Sloan’s partnership with Tribeca forms part of a broader national program by the Sloan Foundation to stimulate leading artists in film, television and theater to create more realistic and compelling stories about science and technology and to challenge existing stereotypes about scientists and engineers in the popular imagination. Over the past ten years, Sloan has partnered with six of the top film schools in the country—AFI, Carnegie Mellon, Columbia, NYU, UCLA and USC—and established annual awards in screenwriting and film production. In addition Sloan makes annual awards in film animation and a first feature after graduation. The Foundation has also started annual Sloan Feature Film Prizes at the Hamptons International Film Festival, won this year by Su Rynard’s Kardia and at the Sundance Film Festival, where Andrucha Waddington’s House of Sand took the prize this past January. In addition to the Tribeca/Sloan Screenplay Development Program, the Foundation has initiated screenwriting workshops at Sundance and the Hamptons.
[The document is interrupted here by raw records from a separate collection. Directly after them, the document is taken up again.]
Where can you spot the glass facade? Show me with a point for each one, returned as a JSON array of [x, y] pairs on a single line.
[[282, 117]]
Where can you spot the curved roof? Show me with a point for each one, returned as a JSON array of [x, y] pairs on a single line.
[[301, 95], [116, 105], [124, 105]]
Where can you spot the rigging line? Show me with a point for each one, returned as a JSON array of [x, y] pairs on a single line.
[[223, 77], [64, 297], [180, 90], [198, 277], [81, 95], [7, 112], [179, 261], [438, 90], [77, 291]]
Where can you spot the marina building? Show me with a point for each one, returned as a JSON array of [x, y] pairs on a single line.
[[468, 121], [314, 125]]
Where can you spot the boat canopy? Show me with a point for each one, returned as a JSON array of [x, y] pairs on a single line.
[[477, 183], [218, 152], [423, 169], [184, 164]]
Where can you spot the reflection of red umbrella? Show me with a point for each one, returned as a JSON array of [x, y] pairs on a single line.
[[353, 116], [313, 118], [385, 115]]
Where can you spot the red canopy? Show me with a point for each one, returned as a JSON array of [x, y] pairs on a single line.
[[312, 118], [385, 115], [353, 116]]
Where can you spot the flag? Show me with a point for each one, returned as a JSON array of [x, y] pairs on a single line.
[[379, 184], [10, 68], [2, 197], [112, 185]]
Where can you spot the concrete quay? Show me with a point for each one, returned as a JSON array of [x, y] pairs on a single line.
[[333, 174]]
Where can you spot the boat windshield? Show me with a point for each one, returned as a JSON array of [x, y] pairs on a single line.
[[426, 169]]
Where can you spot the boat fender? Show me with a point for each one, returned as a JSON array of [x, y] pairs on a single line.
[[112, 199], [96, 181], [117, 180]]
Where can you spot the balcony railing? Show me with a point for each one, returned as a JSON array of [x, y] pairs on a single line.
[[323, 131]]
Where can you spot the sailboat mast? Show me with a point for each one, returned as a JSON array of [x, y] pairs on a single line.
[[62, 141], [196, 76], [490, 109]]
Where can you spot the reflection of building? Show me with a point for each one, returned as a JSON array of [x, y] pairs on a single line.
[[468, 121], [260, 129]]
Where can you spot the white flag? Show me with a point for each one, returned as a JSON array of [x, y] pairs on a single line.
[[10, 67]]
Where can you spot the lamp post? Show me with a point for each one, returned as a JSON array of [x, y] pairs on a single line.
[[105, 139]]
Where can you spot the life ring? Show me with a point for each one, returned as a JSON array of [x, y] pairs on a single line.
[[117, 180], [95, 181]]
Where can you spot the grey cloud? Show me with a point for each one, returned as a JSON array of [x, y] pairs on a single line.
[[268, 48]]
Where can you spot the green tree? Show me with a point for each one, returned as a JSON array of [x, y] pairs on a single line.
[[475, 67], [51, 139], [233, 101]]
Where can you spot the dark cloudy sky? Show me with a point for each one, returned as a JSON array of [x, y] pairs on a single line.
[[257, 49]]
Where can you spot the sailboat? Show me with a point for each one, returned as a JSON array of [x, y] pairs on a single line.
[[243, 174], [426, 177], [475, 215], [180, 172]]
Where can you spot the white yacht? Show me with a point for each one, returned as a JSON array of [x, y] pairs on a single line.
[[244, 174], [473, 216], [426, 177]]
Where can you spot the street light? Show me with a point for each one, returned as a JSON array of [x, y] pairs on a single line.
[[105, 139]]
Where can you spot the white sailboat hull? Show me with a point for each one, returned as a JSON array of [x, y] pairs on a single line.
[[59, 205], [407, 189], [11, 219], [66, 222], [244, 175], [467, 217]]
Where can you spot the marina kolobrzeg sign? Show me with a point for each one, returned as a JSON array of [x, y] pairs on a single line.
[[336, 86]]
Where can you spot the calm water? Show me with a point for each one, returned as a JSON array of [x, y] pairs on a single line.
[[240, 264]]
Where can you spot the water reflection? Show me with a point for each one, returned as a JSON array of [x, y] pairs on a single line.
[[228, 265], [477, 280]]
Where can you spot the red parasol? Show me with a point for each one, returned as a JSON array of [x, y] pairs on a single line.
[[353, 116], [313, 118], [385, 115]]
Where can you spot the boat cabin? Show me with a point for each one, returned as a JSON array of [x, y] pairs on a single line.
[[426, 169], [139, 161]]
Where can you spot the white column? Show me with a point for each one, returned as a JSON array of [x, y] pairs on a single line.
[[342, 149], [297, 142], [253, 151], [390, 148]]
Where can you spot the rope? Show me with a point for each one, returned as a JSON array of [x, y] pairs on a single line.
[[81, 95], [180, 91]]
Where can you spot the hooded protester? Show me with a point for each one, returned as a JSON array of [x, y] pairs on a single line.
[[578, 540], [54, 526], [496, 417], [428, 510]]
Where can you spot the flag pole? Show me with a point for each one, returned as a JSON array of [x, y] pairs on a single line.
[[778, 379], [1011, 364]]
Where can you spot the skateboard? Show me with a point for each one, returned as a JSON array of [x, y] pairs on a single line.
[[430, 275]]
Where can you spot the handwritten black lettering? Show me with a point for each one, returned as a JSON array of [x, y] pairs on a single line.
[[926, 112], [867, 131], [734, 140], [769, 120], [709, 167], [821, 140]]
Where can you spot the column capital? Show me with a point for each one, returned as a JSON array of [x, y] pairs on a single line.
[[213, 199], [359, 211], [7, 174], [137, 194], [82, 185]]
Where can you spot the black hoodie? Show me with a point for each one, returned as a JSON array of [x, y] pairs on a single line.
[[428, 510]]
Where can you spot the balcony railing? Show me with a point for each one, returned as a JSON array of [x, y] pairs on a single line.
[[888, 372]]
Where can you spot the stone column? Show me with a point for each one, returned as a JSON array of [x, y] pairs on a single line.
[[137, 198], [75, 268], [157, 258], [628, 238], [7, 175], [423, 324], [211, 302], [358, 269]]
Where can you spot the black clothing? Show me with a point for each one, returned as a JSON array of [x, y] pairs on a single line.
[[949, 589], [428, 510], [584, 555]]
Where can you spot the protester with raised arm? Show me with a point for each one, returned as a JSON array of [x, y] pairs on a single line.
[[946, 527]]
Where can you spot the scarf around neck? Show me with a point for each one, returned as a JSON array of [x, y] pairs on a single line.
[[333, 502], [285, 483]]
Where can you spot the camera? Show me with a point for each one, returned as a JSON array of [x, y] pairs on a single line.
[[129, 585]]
About the Tribeca Film Festival
The Tribeca Film Festival was founded in 2002 by Robert De Niro, Jane Rosenthal, and Craig Hatkoff as a response to the attacks on the World Trade Center. Conceived to foster the economic and cultural revitalization of Lower Manhattan through an annual celebration of film, music, and culture the Festival’s mission is to promote New York City as a major filmmaking center and help filmmakers reach the broadest possible audience.

The 2006 Festival, presented by American Express, will take place from April 25 – May 7, 2006. Reflecting the festival’s continued growth, it will expand this year to more neighborhoods throughout Manhattan and feature screenings, special events, concerts, a family street fair, and panel discussions. For more information, please visit www.tribecafilmfestival.org

As Founding Sponsor of the Tribeca Film Festival, American Express is committed to expanding the Festival and bringing it to new audiences in compelling ways. As part of a long-term partnership with the Festival, American Express celebrates filmmakers, facilitates storytelling and is dedicated to bringing energy and business to Lower Manhattan.

The Tribeca Film Festival is pleased to announce the return of their Signature Sponsors: Budweiser Select, General Motors, WNBC, Nokia, Apple, Aquafina, Delta Air Lines, The New York Times, Bloomberg, Vanity Fair, Empire State Development Corporation/I Love New York, Brookfield Properties, the Tribeca Grand Hotel, Alfred P. Sloan Foundation. The Festival is also honored to welcome the following new sponsors to the Tribeca Film Festival: RR Donnelley, CA, AMC Loews Theatres, Festa Internazionale di Roma.